Игорь Пчелин: Есть 17 декабря – Всемирный день против насилия над секс-работниками. Если женщина, занимающаяся секс-работой, сможет защитить себя в правовом поле, появятся и профсоюзы. У нас есть объединение секс-работников России, в том числе "Серебряная роза" в Санкт-Петербурге.
Евгений Кульгавчук: Это граждане нашей страны. Они все уже по умолчанию имеют защиту от насилия.
Сергей Медведев: Но пока проституция криминализована, секс-работница не может рассчитывать на помощь полиции.
Евгений Кульгавчук: Да, "ты сама виновата". Но юридически она имеет право написать заявление.
Игорь Пчелин: Это не работает.
Сергей Медведев: Легализация или нет? Ваши аргументы за и против.
Евгений Кульгавчук: Я против легализации, потому что это часто связно с насилием, с разрушающимися семьями, несчастными людьми, наркотиками и так далее Минусов гораздо больше. Если есть какие-то болезни, это не говорит о том, что их надо развивать. Я считаю это своего рода социальной болезнью. Но женщин надо поддерживать. Своих граждан надо защищать.
Игорь Пчелин: На сегодняшний момент я против легализации, потому что это вызовет широкий общественный резонанс и ухудшит ситуацию. Но я за декриминализацию, чтобы женщина могла пользоваться социальными благами, которые гарантирует государство, и правовой защитой. А по какой модели нам идти дальше, покажет время.
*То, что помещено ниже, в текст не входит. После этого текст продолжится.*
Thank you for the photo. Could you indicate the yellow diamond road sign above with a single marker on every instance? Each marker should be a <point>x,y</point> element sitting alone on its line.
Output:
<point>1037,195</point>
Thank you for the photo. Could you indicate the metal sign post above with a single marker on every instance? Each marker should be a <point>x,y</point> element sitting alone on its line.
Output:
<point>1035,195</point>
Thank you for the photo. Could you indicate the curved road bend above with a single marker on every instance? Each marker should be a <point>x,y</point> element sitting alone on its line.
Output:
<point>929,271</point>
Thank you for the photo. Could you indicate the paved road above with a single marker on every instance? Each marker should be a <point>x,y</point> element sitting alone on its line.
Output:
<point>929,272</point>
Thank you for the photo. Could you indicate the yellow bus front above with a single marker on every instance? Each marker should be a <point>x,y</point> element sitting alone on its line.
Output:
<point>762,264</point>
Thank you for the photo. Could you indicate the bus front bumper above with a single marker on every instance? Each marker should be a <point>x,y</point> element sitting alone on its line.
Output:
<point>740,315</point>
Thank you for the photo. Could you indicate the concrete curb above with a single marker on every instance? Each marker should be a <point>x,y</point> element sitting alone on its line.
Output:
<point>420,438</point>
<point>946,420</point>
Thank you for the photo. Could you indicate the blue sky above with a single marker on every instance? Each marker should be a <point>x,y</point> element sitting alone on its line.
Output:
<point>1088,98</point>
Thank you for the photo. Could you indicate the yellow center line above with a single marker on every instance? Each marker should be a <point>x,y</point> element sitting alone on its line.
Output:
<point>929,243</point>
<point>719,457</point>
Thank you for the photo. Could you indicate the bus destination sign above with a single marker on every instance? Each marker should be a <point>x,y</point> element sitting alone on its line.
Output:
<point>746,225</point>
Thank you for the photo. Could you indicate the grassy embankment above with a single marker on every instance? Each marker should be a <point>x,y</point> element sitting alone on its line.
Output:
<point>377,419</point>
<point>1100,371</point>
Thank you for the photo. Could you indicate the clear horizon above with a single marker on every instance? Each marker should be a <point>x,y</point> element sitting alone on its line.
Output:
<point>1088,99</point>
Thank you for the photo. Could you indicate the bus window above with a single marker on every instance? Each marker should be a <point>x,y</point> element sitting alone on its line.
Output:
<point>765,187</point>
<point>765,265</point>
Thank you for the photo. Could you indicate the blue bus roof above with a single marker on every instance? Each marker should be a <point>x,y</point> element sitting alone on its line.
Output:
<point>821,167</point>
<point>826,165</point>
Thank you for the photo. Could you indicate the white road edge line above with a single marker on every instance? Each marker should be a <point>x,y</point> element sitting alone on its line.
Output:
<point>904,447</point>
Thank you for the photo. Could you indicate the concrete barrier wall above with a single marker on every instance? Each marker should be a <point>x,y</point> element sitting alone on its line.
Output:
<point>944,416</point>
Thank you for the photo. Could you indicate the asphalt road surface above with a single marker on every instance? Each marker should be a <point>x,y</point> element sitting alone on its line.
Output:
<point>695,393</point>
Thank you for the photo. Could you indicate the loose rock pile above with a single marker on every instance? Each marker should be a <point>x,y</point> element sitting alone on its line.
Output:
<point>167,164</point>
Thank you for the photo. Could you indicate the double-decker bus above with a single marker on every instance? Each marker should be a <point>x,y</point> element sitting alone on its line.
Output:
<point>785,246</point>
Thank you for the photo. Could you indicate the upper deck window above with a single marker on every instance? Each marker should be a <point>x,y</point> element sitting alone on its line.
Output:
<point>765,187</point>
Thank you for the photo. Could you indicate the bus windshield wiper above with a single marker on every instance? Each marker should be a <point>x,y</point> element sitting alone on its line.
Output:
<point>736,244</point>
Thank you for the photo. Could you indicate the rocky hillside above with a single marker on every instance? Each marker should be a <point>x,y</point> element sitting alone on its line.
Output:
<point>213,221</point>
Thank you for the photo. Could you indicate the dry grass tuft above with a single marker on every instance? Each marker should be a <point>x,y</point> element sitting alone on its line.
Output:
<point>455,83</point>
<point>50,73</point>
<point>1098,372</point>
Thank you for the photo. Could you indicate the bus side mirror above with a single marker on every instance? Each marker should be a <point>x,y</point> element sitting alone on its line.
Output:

Сергей Медведев: У общества страусиная позиция по этому поводу. Мы все об этом знаем, но никто не хочет об этом говорить и заниматься этим. Фактически бандиты и силовики это крышуют. На мой взгляд, выход в том, чтобы открыто признать эту проблему, декриминализовать ее. Нужно разделять проституцию как некую общественную услугу и то насилие, тот криминал, которые с этим связаны.